Natural History Museum London: Monitoring Digitisation Rates

Click here to expand

Understanding digitisation rates is an essential element to our digitisation project management approach at the NHM. Each day, our digitisers record in a shared spreadsheet the number of specimens they have imaged, the number of database records created and the number of specimens transcribed. Each digitiser also includes the number of minutes spent on these tasks, which allows us to calculate the average time to digitise each specimen.

To monitor our digitisation rates, we use calculations from the Program Evaluation and Review Technique (PERT). For each digitisation project, the minimum (a), maximum (b) and median (m) rates per person per hour are calculated. This is used to calculate a base performance rate (a + 4m + b/6) and standard deviation ((a-b) / 6).

These figures are used to schedule our digitisation projects. We take the base performance rates, alongside an estimate of specimens to be digitised in a particular project, and forecast how many person hours it will take to complete each project with additional contingency built in should estimates be found to be overly conservative. This forecast is particularly helpful if we have a project deadline coming up, as we can use this information to assign enough digitisers to ensure the specimens are digitised on time.

We monitor our digitisation rates for each project on a monthly and quarterly basis, comparing our forecasts to the actual rate. We can then adjust resources if our rates are higher or lower than expected. It also helps us to schedule new digitisation projects, as we have an estimate of when current projects will finish.

Museum für Naturkunde Berlin: Monitoring in Two Collection Digitisation Processes

Click here to expand

As part of the ongoing construction work, the historical bird hall of the MfN Berlin is being emptied. The hall contains approximately 11,000 mounted specimens, ranging from hummingbirds to ostriches. The process includes cleaning, repairing and labelling of the objects, followed by imaging and packing in transportation boxes. As the individual process steps require different amounts of time and expertise, the process runs asynchronously. After cleaning, specimens are temporarily stored and then collected by the digitisation team. After the imaging process, the specimens are temporarily stored again before being packed into transportation boxes. The imaging process takes place once a week and is dependent on the rate of cleaning and restoration. Therefore, the amount of birds being digitised greatly varies (between 16 and 276), with an average of 145 per week.

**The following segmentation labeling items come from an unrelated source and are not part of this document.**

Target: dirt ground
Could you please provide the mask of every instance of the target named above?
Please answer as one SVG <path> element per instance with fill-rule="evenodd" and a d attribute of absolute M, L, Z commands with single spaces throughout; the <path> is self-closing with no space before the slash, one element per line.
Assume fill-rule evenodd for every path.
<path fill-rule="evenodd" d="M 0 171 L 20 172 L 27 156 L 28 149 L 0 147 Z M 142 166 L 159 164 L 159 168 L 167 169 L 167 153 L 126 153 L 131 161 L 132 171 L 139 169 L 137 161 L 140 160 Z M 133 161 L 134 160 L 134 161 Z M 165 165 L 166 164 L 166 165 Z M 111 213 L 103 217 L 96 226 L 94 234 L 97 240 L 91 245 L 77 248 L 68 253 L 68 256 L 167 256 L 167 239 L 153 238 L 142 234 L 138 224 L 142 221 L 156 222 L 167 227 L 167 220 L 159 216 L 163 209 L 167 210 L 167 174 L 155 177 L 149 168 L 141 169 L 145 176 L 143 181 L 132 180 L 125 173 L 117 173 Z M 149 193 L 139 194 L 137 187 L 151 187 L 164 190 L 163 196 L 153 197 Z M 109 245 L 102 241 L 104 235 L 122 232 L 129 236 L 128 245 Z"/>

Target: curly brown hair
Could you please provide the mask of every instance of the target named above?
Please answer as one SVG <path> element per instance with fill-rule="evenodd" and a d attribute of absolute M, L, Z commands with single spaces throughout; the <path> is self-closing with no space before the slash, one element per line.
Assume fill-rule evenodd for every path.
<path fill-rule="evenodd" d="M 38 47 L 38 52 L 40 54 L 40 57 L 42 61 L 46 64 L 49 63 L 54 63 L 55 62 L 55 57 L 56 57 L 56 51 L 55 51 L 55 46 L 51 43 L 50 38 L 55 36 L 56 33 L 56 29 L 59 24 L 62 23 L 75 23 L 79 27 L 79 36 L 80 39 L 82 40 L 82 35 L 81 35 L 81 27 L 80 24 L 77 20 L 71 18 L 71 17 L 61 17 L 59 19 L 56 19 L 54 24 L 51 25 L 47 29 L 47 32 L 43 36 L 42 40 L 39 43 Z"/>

The start of the renovation work in the hall is scheduled and sets the deadline for the removal of the collection objects. Weekly statistics are collected to monitor the progress of the project. The digitisation step is most suitable for this, as it produces easily countable digital data. Images are being named with the specimen collection number and are stored in a daily folder. After checking the quality of the images as well as the accuracy of the file names, images are being sorted into taxonomic groups. A checklist for reference is being provided by collection management for each taxonomic group. For process monitoring, the number of processed specimens is relevant. It is irrelevant how many images are created during digitisation or how much time is required for processing individual preparations. The aim of the monitoring is merely to keep track of regular progress with regard to the deadline for emptying out the room.

The malacological collection of the Museum für Naturkunde Berlin comprises approximately 7 million individuals in 250,000 lots. Those lots will be digitized over the course of the next 4 years by transferring the collection data into a database and taking object images. The digital recording of the collection data is limited to the core elements taxon, collection number, type status and locality. If no catalogue number exists one will be assigned during this step. Data acquisition is done via a specially developed software that enables interoperability with the digitisation system. Since both process steps function completely independently of each other, monitoring is also carried out independently. Operators report the amount of processed objects (inventorized and photographed) into a spreadsheet on a weekly basis.

It is important to jointly agree on project goals, i.e. units to be processed in a certain time. Therefore various test phases were carried out in which operators and managers could determine the realistically achievable throughput. Project monitoring aims at identifying problems at an early stage in the step up of a new workflow. However, due to staff availability, strong daily fluctuations may be observed in the throughput rates. Thus, small-scale monitoring on a daily basis may easily lead to overreactions by project controlling. The digitisation process in the mollusc collection is therefore monitored on a monthly basis, which is sufficient to identify potential workflow disturbances and to level out daily fluctuations.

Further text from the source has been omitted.